Poderão ser beneficiados com recursos do fundo os setores de combate à pobreza, enfrentamento das mudanças climáticas, cultura, saúde pública e ciência e tecnologia.

O esporte e o meio ambiente foram áreas incluídas pelo Senado como beneficiárias e mantidas pela Câmara, mas a Previdência foi rejeitada pelo Plenário, que seguiu o relatório de Palocci.

Com essa rejeição, também foi retirada, do substitutivo do Senado, a reserva de 5% dos recursos do fundo para recompor as perdas das aposentadorias superiores a um salário mínimo.

Royalties atuais

Uma novidade no texto aprovado, em relação ao projeto original do governo, é o direcionamento ao fundo de todos os recursos da União vindos de royalties e de participação especial relativos aos blocos do pré-sal licitados sob o regime de concessão.

Cerca de 28% da área do pré-sal já foram licitados de acordo com essas regras. Estima-se que somente os campos de Tupi, Iara e Parque das Baleias possam ter um total de 14 bilhões de barris. Segundo cálculos aproximados, se esse montante fosse completamente extraído hoje a União receberia cerca de R$ 160 bilhões em royalties e participação especial.
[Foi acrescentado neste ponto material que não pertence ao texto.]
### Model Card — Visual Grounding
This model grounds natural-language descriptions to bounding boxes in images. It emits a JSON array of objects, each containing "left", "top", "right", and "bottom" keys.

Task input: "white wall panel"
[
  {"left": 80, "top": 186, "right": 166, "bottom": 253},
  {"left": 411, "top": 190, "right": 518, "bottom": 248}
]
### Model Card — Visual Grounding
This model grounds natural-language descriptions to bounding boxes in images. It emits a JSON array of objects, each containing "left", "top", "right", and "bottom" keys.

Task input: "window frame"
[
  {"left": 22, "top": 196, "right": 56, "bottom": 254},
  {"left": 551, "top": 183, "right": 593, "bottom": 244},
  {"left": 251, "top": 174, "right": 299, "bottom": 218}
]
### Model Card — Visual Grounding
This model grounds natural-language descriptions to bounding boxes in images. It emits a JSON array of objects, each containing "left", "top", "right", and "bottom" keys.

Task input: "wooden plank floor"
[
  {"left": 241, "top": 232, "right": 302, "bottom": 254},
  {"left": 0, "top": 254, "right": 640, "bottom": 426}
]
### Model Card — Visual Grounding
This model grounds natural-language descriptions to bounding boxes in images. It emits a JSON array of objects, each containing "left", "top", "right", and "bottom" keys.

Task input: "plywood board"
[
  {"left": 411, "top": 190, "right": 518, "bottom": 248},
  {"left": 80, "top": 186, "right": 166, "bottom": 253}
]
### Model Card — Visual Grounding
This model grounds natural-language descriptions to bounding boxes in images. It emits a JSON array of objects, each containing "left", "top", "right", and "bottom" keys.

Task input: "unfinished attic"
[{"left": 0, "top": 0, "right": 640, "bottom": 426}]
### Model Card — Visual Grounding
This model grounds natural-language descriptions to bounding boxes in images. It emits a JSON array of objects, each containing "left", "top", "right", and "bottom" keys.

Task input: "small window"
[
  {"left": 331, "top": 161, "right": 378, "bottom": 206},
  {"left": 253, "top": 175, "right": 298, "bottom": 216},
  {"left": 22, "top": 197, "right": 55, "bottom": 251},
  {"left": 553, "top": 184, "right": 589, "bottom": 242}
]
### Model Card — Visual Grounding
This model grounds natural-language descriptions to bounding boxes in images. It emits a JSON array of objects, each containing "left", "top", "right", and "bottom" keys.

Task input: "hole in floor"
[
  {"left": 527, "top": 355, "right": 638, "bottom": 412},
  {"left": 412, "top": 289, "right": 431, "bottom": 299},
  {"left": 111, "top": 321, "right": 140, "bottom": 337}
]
Além dos royalties de pré-sal já licitados, o projeto destina ao Fundo Social parcelas do bônus de assinatura, dos royalties e do petróleo ganhos pela União com base no regime de partilha.

Metas e avaliação

Entre as funções do Conselho Deliberativo do Fundo Social, o projeto prevê a definição de prioridades para uso dos recursos. Eles somente poderão ser aplicados em programas que tiverem metas, prazos de execução e planos de avaliação.

Durante todas as fases de execução, o conselho deverá submeter os programas a avaliações quantitativas e qualitativas e monitorar os impactos efetivos sobre a população, com o apoio de instituições públicas e universitárias de pesquisa.